[Home]

Summary:ASTERISK-14844: [patch] Deadlock in channel masquerade handling
Reporter:Russell Bryant (russell)Labels:
Date Opened:2009-09-17 15:50:56Date Closed:2009-10-08 15:11:34
Priority:BlockerRegression?No
Status:Closed/CompleteComponents:Core/Channels
Versions:Frequency of
Occurrence
Related
Issues:
Environment:Attachments:( 0) deadlock.txt
( 1) masq_deadlock_trunk.diff
Description:In Asterisk trunk and 1.6.2, ast_channels are stored in an astobj2 container, instead of a singly linked list as before.  The hash value is based on the channel name.  So, during a masquerade, when the channel name changes, the channel must be removed and reinserted into the hash table using its new hash value.

This change introduced locking of the channels container where it did not exist before.  Specifically, it introduces locking in the order of 1) the ast_channel, and 2) the container.

Many other places in the code use the locking order 1) ast_channel container, 2) channels, and this is the locking order that must be obeyed.

Some work needs to be put into masquerade handling to resolve this deadlock and get it to follow the proper locking order.
Comments:By: Russell Bryant (russell) 2009-09-17 15:55:17

I observed a deadlock caused by this problem earlier today when someone was working on SIP transfers.  The device state processing thread had locked the container and wanted the channel lock.  The SIP monitor thread processing a transfer held a channel lock and was trying to complete a masquerade, and was waiting on the container lock.

By: Russell Bryant (russell) 2009-09-18 09:51:37

Update: this is not a blocker for 1.6.2.0, as this code isn't in 1.6.2.0.  Oops.  I have updated the target version to 1.6.3.0.

By: Jeff Peeler (jpeeler) 2009-09-24 15:42:15

Although the issue here is well understood I attached backtraces for the deadlocked threads and core show locks for this scenario.
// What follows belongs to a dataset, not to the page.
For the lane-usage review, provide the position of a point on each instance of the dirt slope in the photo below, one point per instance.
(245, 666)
It seems to be easy to reproduce by using the bridge application.

By: David Vossel (dvossel) 2009-09-30 18:38:52

a patch is up on reviewboard for this. https://reviewboard.asterisk.org/r/387/

By: Atis Lezdins (atis) 2009-10-01 06:07:07

I could do some load testing with local channels and masquerade in a week or two when our testing server frees, as our dialplan involves a lot of masquerades.
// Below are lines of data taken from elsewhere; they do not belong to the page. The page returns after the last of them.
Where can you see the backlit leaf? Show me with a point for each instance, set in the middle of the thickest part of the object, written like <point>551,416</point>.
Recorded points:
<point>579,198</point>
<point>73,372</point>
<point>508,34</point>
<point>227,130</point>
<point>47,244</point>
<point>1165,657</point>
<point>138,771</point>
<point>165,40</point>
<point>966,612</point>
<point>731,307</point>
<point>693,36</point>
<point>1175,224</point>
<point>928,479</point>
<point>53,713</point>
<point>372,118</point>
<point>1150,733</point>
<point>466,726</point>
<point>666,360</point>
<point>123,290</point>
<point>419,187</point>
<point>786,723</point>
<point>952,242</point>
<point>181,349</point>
If I'm not saying anything, send me a remainder.

By: David Vossel (dvossel) 2009-10-05 15:41:59

This patch is not ready to be tested as I have found a rather large hole in its logic.  I will update the patch once this is resolved.

By: David Vossel (dvossel) 2009-10-07 14:26:07

ok, I uploaded a new patch and it should be ready for testing now.

By: Digium Subversion (svnbot) 2009-10-07 18:01:58

Repository: asterisk
Revision: 222761

U   trunk/channels/chan_misdn.c
U   trunk/channels/chan_sip.c
U   trunk/include/asterisk/channel.h
U   trunk/main/channel.c
U   trunk/main/features.c
U   trunk/main/pbx.c

------------------------------------------------------------------------
r222761 | dvossel | 2009-10-07 18:01:57 -0500 (Wed, 07 Oct 2009) | 30 lines

Deadlock in channel masquerade handling

Channels are stored in an ao2_container.  When accessing an item within
an ao2_container the proper locking order is to first lock the container,
and then the items within it.

In ast_do_masquerade both the clone and original channel must be locked
for the entire duration of the function.  The problem with this is that
it attemptes to unlink and link these channels back into the ao2_container
when one of the channel's name changes.  This is invalid locking order as
the process of unlinking and linking will lock the ao2_container while
the channels are locked!!! Now, both the channels in do_masquerade are
unlinked from the ao2_container and then locked for the entire function.
At the end of the function both channels are unlocked and linked back
into the container with their new names as hash values.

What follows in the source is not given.